Wasserstein Singular Vectors
This Jupyter Notebook will walk you through an easy example of Wasserstein Singular Vectors (WSV). This example is small enough to be run on CPU.
Imports
[1]:
import wsingular
import torch
import matplotlib.pyplot as plt
<frozen importlib._bootstrap>:219: RuntimeWarning: scipy._lib.messagestream.MessageStream size changed, may indicate binary incompatibility. Expected 56 from C header, got 64 from PyObject
Generate toy data
[2]:
# Define the dtype and device to work with.
dtype = torch.double
device = "cpu"
[3]:
# Define the dimensions of our problem.
n_samples = 20
n_features = 30
[4]:
# Initialize an empty dataset.
dataset = torch.zeros((n_samples, n_features), dtype=dtype)

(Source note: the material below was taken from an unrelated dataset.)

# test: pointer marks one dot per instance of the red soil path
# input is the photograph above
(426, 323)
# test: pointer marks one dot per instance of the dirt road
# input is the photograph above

# Iterate over the features and samples.
for i in range(n_samples):
for j in range(n_features):
# Fill the dataset with translated histograms.
dataset[i, j] = i/n_samples - j/n_features
dataset[i, j] = torch.abs(dataset[i, j] % 1)
# Take the distance to 0 on the torus.
dataset = torch.min(dataset, 1 - dataset)
# Make it a guassian.
dataset = torch.exp(-(dataset**2) / 0.1)
[5]:
# Plot the dataset.
plt.title('The dataset')
plt.imshow(dataset)
plt.colorbar()
plt.xticks([])
plt.yticks([])
plt.show()
Compute the WSV
[6]:
# Compute the WSV.
C, D = wsingular.wasserstein_singular_vectors(
dataset,
n_iter=100,
dtype=dtype,
device=device,
)
[7]:
# Display the WSV.
fig, axes = plt.subplots(1, 2, figsize=(10, 5))
fig.suptitle('Wasserstein Singular Vectors')
axes[0].set_title('Distance between samples.')
axes[0].imshow(D)
axes[0].set_xticks(range(0, n_samples, 5))
axes[0].set_yticks(range(0, n_samples, 5))
axes[1].set_title('Distance between features.')
axes[1].imshow(C)
axes[1].set_xticks(range(0, n_features, 5))
axes[1].set_yticks(range(0, n_features, 5))
plt.show()
[8]:
A, B = wsingular.utils.normalize_dataset(dataset, dtype=dtype, device=device)
wsingular.utils.check_uniqueness(A, B, C, D)
[8]:
True